Una ventina sono in Sicilia e, di queste, otto sono nel territorio comunale e nella provincia di Messina.
Ma cosa sono, in realtà, questi luoghi diventati “non luoghi”? Per “sito orfano” «un’area potenzialmente contaminata per la quale il responsabile dell'inquinamento non è individuabile o non provvede a tutti gli adempimenti normativi previsti. In tutti questi casi, l'onere degli interventi sostitutivi di bonifica, messa in sicurezza e ripristino ambientale è in carico alla pubblica amministrazione». Ciascuna Regione, o Provincia autonoma, provvede, secondo i propri criteri e coerentemente con le previsioni e pianificazioni rispettivamente già adottate in materia di bonifiche, all’individuazione dei «siti orfani» per i quali gli interventi oggetto del decreto risultano prioritari in riferimento al rischio ambientale e sanitario connesso. La Campania, ad esempio, he ha individuati 54. Dopo la scelta dei siti, dovranno seguire gli atti di programmazione negoziata (accordi di programma), nell’ambito dei quali sono specificamente individuate le risorse da trasferire in relazione a ciascun intervento, nonché le modalità di attuazione degli stessi, i soggetti pubblici che agiscono “ex officio”, le modalità di erogazione delle risorse e di rendicontazione delle spese. Tutto deve essere fatto entro il 2026, la data di scadenza per i progetti contenuti nel Pnrr.

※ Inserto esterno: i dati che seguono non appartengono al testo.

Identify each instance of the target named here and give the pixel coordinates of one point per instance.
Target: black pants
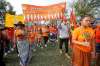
(45, 39)
(64, 41)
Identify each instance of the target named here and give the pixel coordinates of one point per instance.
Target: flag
(73, 19)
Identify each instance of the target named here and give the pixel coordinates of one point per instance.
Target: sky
(18, 8)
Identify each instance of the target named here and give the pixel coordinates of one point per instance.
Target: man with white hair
(64, 32)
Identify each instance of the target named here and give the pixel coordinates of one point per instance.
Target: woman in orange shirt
(83, 43)
(97, 40)
(22, 44)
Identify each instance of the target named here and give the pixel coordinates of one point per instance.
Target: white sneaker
(67, 55)
(45, 45)
(18, 55)
(5, 54)
(60, 51)
(9, 51)
(34, 50)
(12, 49)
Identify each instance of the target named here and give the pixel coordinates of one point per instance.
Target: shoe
(34, 50)
(5, 54)
(18, 55)
(67, 55)
(9, 51)
(45, 45)
(12, 49)
(60, 51)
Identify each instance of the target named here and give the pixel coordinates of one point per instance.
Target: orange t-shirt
(97, 34)
(45, 31)
(52, 29)
(31, 37)
(20, 34)
(80, 34)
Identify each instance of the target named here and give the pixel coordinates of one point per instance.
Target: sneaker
(12, 49)
(34, 50)
(67, 55)
(9, 51)
(18, 55)
(60, 51)
(45, 45)
(5, 54)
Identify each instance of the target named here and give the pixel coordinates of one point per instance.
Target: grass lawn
(49, 56)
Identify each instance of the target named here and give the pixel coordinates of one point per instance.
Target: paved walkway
(49, 56)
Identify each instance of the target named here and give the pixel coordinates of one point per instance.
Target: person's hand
(93, 54)
(85, 43)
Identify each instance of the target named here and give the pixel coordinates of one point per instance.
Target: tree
(83, 7)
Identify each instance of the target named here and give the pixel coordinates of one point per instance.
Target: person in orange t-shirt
(83, 43)
(97, 40)
(45, 34)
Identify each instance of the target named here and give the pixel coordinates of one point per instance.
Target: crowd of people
(84, 41)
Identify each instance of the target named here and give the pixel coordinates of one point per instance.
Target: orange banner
(32, 12)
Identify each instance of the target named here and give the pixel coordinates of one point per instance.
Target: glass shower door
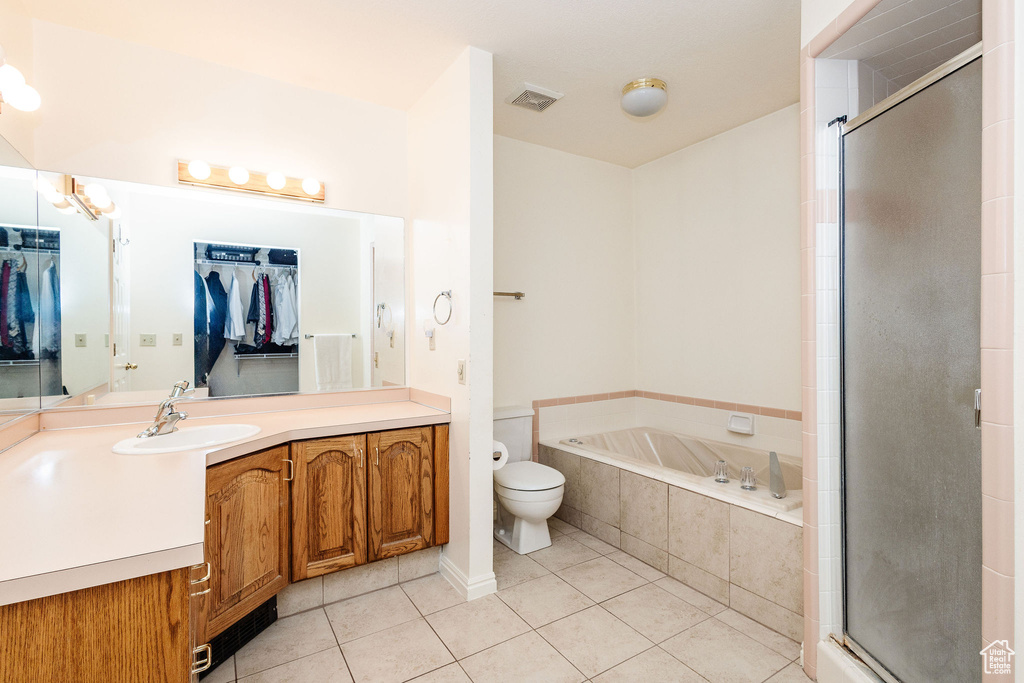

Il decreto prevede «attività di rimozione dei rifiuti; interventi relativi alle strutture edilizie e impiantistiche; interventi di bonifica disciplinati da leggi speciali; interventi di bonifica e ripristino ambientale delle aree caratterizzate da inquinamento diffuso». Le zone individuate nel Messinese si dividono tra città e provincia.
Le aree dislocate nel capoluogo sono tre
1) I siti inquinati della Zona falcata, oggetto attualmente del piano di caratterizzazione affidato dall’Autorità di sistema portuale dello Stretto alla società statale Sogesid. È la superficie più vasta: 700 mila metri quadrati. 2) L’ex Sanderson, l’area produttiva industriale dismessa di Pistunina, 75mila metri quadrati. 3) La discarica dismessa di Vallone Guidari a Larderia, 15mila mq.
I “siti orfani” della provincia
1) La discarica dismessa di contrada Formaggiara a Tripi. 2) Un’altra discarica dismessa, quella di contrada Zuppa a Mazzarrà Sant’Andrea, di 200mila metri quadri. 3) La discarica dismessa del torrente Abramo, a Santa Teresa di Riva. 4) La discarica dismessa di Piano Ciaddo a Nizza di Sicilia. 5) La discarica dismessa di contrada San Giuseppe a Merì.